Now. A little less than a year ago I stopped buying DC comics completely. My decision came from an interesting string of events. With Identity Crisis and the rape retcon, I decided I would only buy DC comics if they weren't written by Meltzer and there was one of my favorite characters on it. With Countdown and Blue Bettle's death, I decided that next time a favorite character of mine died, no matter the gender, that was it. No more DC comics. And then... they went and killed Kon, who was the one responsible to getting me back into reading DC. So, no more DC comics.

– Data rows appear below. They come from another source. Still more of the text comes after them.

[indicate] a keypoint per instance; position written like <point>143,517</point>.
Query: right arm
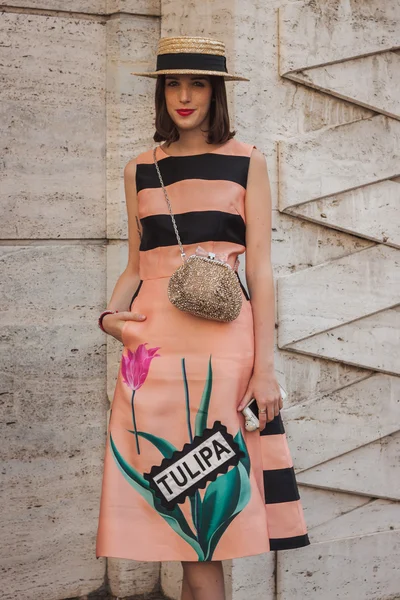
<point>129,279</point>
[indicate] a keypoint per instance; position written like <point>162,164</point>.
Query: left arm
<point>263,384</point>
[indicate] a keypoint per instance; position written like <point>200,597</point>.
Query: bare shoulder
<point>130,169</point>
<point>257,157</point>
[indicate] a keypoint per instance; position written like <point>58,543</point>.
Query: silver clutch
<point>250,412</point>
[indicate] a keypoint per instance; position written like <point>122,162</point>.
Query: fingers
<point>245,400</point>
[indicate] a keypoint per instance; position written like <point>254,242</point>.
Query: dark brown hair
<point>219,131</point>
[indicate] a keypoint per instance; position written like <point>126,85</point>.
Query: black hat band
<point>191,60</point>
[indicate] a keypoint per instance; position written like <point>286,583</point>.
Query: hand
<point>265,389</point>
<point>113,323</point>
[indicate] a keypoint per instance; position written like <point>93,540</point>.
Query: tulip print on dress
<point>175,480</point>
<point>135,368</point>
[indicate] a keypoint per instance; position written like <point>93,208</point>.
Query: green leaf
<point>239,439</point>
<point>164,446</point>
<point>174,517</point>
<point>224,499</point>
<point>202,414</point>
<point>244,497</point>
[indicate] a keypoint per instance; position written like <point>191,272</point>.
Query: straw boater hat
<point>193,55</point>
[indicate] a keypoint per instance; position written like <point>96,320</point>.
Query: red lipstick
<point>184,112</point>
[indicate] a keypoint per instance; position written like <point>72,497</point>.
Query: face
<point>184,93</point>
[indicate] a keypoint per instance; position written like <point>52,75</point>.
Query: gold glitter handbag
<point>205,285</point>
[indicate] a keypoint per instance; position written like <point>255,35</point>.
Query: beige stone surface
<point>338,159</point>
<point>355,567</point>
<point>53,431</point>
<point>369,211</point>
<point>314,33</point>
<point>352,471</point>
<point>91,7</point>
<point>130,47</point>
<point>366,410</point>
<point>379,74</point>
<point>334,292</point>
<point>319,74</point>
<point>53,147</point>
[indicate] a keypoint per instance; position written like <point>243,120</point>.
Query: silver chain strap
<point>183,255</point>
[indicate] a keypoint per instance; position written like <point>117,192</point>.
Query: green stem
<point>134,423</point>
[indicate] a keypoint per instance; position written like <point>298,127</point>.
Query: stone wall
<point>323,106</point>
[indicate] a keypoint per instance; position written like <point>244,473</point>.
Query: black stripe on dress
<point>296,541</point>
<point>193,227</point>
<point>202,166</point>
<point>280,485</point>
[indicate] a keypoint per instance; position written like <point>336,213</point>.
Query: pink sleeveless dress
<point>183,479</point>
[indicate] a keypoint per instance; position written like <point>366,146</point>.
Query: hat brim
<point>226,76</point>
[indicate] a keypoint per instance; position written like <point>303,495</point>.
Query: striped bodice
<point>207,194</point>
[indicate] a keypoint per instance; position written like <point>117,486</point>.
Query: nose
<point>184,94</point>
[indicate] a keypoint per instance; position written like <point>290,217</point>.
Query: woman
<point>183,480</point>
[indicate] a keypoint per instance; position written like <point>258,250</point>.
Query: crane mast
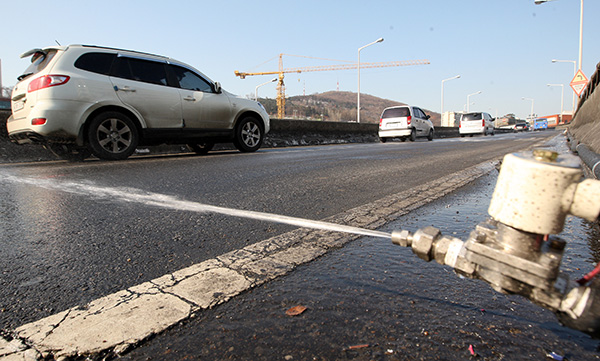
<point>282,71</point>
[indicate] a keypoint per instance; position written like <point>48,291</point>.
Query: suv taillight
<point>47,81</point>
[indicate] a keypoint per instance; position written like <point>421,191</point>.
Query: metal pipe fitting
<point>536,191</point>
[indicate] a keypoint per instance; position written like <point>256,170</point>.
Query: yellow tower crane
<point>281,71</point>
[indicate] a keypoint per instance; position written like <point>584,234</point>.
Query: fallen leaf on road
<point>295,311</point>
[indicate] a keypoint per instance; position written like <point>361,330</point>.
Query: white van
<point>476,123</point>
<point>404,122</point>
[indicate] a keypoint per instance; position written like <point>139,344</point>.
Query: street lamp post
<point>468,96</point>
<point>258,86</point>
<point>562,97</point>
<point>358,96</point>
<point>442,105</point>
<point>531,115</point>
<point>574,73</point>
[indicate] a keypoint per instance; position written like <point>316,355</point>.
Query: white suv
<point>404,122</point>
<point>80,99</point>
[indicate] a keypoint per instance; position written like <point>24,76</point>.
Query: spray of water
<point>133,195</point>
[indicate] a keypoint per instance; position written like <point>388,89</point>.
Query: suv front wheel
<point>112,136</point>
<point>248,135</point>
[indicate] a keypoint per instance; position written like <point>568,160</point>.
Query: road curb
<point>113,324</point>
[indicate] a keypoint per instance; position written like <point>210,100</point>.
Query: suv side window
<point>191,81</point>
<point>96,62</point>
<point>140,70</point>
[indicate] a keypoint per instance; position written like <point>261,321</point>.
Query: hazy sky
<point>502,48</point>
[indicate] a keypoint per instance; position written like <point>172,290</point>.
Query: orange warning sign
<point>579,82</point>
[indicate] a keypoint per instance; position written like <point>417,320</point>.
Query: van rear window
<point>395,113</point>
<point>472,116</point>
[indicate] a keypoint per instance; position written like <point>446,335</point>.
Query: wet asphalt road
<point>373,300</point>
<point>61,250</point>
<point>97,248</point>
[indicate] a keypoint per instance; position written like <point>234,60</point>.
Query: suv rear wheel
<point>413,135</point>
<point>112,136</point>
<point>248,135</point>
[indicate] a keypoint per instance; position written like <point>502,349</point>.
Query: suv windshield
<point>472,116</point>
<point>39,60</point>
<point>396,113</point>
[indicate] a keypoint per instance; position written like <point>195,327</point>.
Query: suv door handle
<point>124,89</point>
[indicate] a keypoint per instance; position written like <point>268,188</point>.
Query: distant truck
<point>540,124</point>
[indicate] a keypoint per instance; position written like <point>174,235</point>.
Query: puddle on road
<point>373,300</point>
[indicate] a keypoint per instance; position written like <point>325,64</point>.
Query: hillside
<point>336,106</point>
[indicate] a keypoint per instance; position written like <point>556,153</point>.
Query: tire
<point>248,135</point>
<point>201,148</point>
<point>430,135</point>
<point>112,136</point>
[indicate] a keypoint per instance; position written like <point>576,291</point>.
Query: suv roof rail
<point>118,49</point>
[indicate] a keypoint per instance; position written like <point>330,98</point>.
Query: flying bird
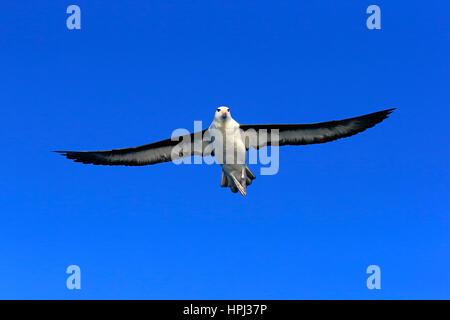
<point>228,140</point>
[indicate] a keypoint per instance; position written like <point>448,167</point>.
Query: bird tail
<point>235,184</point>
<point>238,185</point>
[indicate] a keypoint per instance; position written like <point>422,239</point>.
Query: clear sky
<point>139,69</point>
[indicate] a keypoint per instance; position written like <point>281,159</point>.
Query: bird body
<point>229,148</point>
<point>229,142</point>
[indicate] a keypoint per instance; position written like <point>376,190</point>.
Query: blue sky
<point>139,69</point>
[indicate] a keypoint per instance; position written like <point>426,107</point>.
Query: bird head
<point>222,114</point>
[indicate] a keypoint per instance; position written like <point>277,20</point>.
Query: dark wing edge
<point>157,152</point>
<point>303,134</point>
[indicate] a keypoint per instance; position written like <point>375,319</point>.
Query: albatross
<point>228,140</point>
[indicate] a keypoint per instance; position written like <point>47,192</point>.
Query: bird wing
<point>157,152</point>
<point>257,135</point>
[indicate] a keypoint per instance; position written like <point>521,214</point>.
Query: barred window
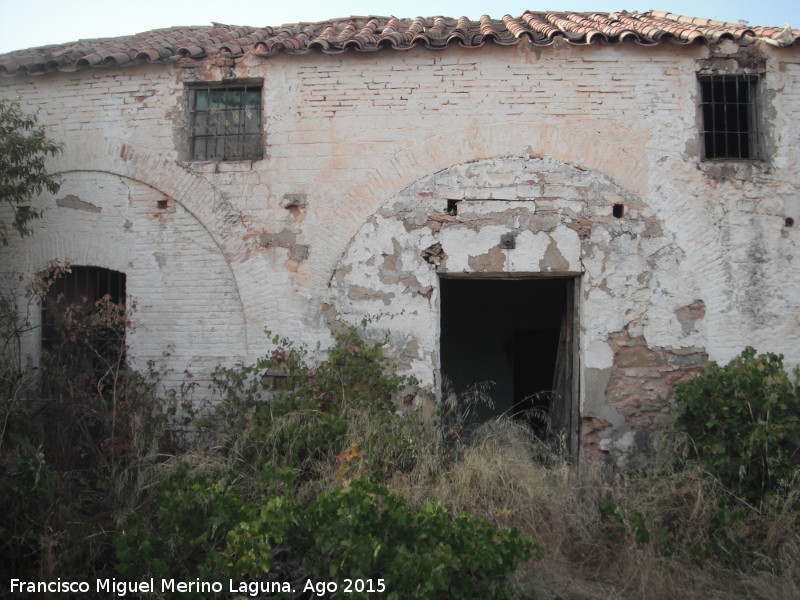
<point>730,122</point>
<point>226,122</point>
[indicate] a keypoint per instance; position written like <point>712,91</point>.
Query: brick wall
<point>564,132</point>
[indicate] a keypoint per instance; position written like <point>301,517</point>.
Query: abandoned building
<point>579,207</point>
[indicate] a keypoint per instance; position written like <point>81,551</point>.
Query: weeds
<point>302,472</point>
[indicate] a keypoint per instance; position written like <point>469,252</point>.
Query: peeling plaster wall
<point>346,214</point>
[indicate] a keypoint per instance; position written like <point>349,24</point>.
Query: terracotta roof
<point>369,34</point>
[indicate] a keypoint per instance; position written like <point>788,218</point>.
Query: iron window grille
<point>226,123</point>
<point>730,123</point>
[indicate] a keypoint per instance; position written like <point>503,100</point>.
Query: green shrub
<point>743,420</point>
<point>362,532</point>
<point>281,410</point>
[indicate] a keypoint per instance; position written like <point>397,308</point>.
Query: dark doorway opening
<point>84,324</point>
<point>517,334</point>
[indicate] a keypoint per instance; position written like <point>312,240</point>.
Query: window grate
<point>226,123</point>
<point>730,126</point>
<point>83,286</point>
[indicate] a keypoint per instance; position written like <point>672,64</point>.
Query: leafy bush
<point>282,410</point>
<point>362,532</point>
<point>744,423</point>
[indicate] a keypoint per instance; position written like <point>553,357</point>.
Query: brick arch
<point>220,217</point>
<point>680,214</point>
<point>183,284</point>
<point>640,315</point>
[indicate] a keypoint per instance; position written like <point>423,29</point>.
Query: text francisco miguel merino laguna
<point>121,588</point>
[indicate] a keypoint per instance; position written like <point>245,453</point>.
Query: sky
<point>25,24</point>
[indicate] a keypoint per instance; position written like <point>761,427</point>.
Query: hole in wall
<point>515,336</point>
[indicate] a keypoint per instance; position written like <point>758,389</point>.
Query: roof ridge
<point>372,33</point>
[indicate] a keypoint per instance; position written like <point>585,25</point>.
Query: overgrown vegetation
<point>24,147</point>
<point>300,473</point>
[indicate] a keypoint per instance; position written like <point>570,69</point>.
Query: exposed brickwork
<point>346,214</point>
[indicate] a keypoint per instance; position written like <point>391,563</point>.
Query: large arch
<point>193,188</point>
<point>639,315</point>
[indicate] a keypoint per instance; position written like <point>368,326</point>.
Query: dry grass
<point>503,473</point>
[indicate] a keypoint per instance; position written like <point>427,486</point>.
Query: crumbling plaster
<point>345,215</point>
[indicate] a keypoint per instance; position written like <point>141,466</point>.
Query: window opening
<point>517,335</point>
<point>226,122</point>
<point>83,322</point>
<point>728,104</point>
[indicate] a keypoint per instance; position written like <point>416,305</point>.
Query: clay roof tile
<point>372,33</point>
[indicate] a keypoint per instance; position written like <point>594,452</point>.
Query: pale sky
<point>25,24</point>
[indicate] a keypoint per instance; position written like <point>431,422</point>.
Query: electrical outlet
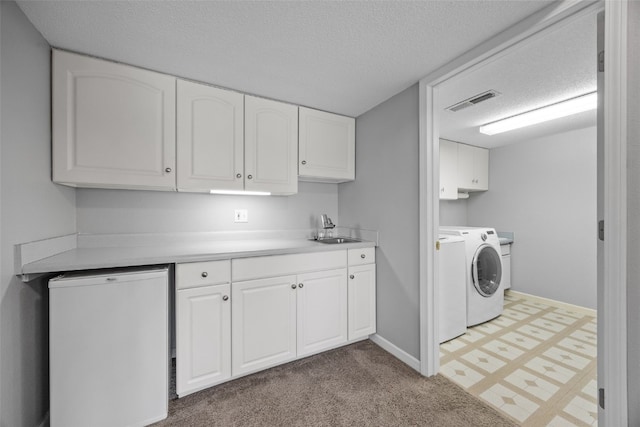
<point>241,215</point>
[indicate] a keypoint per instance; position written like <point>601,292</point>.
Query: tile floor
<point>536,363</point>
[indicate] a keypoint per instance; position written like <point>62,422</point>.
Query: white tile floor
<point>535,363</point>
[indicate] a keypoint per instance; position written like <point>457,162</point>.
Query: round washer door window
<point>486,270</point>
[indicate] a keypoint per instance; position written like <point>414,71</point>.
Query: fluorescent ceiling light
<point>240,193</point>
<point>550,112</point>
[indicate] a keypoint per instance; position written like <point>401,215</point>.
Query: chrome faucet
<point>326,222</point>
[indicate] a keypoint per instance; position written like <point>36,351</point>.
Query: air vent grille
<point>484,96</point>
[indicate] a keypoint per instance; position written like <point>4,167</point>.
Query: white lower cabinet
<point>203,356</point>
<point>362,301</point>
<point>263,323</point>
<point>322,310</point>
<point>241,316</point>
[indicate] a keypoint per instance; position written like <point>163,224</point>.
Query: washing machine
<point>452,288</point>
<point>485,293</point>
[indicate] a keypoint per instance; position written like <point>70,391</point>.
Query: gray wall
<point>633,214</point>
<point>122,211</point>
<point>544,190</point>
<point>384,197</point>
<point>454,212</point>
<point>32,208</point>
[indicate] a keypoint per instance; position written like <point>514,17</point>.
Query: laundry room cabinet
<point>448,170</point>
<point>203,325</point>
<point>326,146</point>
<point>473,168</point>
<point>210,138</point>
<point>113,125</point>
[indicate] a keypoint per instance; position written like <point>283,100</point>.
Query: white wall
<point>633,213</point>
<point>544,190</point>
<point>32,208</point>
<point>454,212</point>
<point>122,211</point>
<point>384,197</point>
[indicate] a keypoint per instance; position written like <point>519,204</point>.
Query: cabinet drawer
<point>362,256</point>
<point>196,274</point>
<point>282,265</point>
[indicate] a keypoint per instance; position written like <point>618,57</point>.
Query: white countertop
<point>109,256</point>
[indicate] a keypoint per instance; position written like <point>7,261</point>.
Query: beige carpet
<point>357,385</point>
<point>536,363</point>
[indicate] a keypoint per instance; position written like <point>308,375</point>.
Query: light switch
<point>241,215</point>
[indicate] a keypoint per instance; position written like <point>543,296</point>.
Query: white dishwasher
<point>108,348</point>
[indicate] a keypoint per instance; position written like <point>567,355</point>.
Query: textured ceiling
<point>344,57</point>
<point>549,69</point>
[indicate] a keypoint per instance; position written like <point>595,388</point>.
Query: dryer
<point>452,288</point>
<point>485,293</point>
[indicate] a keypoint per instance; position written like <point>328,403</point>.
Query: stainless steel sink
<point>337,240</point>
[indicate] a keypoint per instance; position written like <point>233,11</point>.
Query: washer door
<point>486,270</point>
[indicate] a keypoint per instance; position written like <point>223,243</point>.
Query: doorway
<point>614,373</point>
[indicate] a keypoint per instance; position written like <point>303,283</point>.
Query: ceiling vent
<point>484,96</point>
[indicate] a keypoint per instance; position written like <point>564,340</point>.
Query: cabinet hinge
<point>601,61</point>
<point>601,230</point>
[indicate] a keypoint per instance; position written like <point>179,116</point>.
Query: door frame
<point>614,344</point>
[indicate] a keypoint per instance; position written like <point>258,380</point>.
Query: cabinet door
<point>327,146</point>
<point>473,168</point>
<point>271,146</point>
<point>113,125</point>
<point>263,323</point>
<point>448,170</point>
<point>466,167</point>
<point>203,334</point>
<point>210,138</point>
<point>362,301</point>
<point>322,310</point>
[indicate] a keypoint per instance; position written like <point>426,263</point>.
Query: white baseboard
<point>396,352</point>
<point>45,421</point>
<point>559,304</point>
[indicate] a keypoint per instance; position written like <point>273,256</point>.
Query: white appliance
<point>485,294</point>
<point>109,348</point>
<point>452,288</point>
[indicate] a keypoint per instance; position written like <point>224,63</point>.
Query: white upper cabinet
<point>210,142</point>
<point>271,146</point>
<point>327,147</point>
<point>473,168</point>
<point>113,125</point>
<point>448,170</point>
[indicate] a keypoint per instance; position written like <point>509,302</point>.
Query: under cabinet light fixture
<point>565,108</point>
<point>240,193</point>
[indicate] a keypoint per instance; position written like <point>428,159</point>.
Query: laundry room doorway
<point>612,375</point>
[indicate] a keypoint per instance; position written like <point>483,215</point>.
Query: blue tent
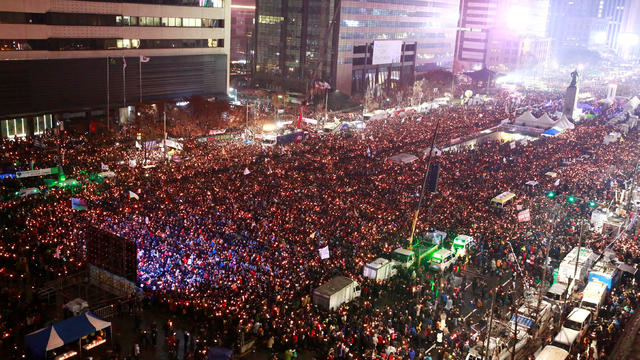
<point>62,333</point>
<point>551,132</point>
<point>219,354</point>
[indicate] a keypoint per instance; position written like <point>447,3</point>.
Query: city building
<point>65,58</point>
<point>242,24</point>
<point>336,41</point>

Except that Wonder Woman was always first, and if there was someone who could make me go back and buy DC would be a *good* Wonder Woman comic. When Allan Heinberg was named as the writer for the relaunch, I was pretty happy as I loved his Young Avengers, but I decided to cautiously wait. After all, while I hadn't bought Infinity Crisis, thanks to the good people at Scans_daily I had a pretty good idea of what had happened and that it wasn't exactly nice for Diana. And while I don't particulary hate the new secret identity or the idea of a romance between Diana and Nemesis (Mostly because until now, for me, Nemesis was a non-character. I knew he existed, but that's about it), the whole late schedule sort of made me glad I had waited. Then came Jodi Picoult, who, at least for me, was also an unknown since I haven't read any of her novels. And even for a sort of newbie like me, the characterization seemed off. I will not say anything about Amazons Attack! since I think everything about it has been said. Lets just say it was the mini that made me glad I had stopped buying DC a year before.

Gail Simone's first issue has been met by mostly positive criticism. I think every critic I read has loved it, and what I've read, I liked. But I'm still unsure. Mostly, because this has been a year where editorial mandates can mess up the work of any writer. Just look at One More Day, and that's pretty much the whole argument. Gail can, and is, amazing as a writer, but if word comes from upstairs that Wonder Woman has to have a retarded storyline, no matter how much she shines, the final idea will still be terribly bad.

And I'm through giving money to terrible bad ideas.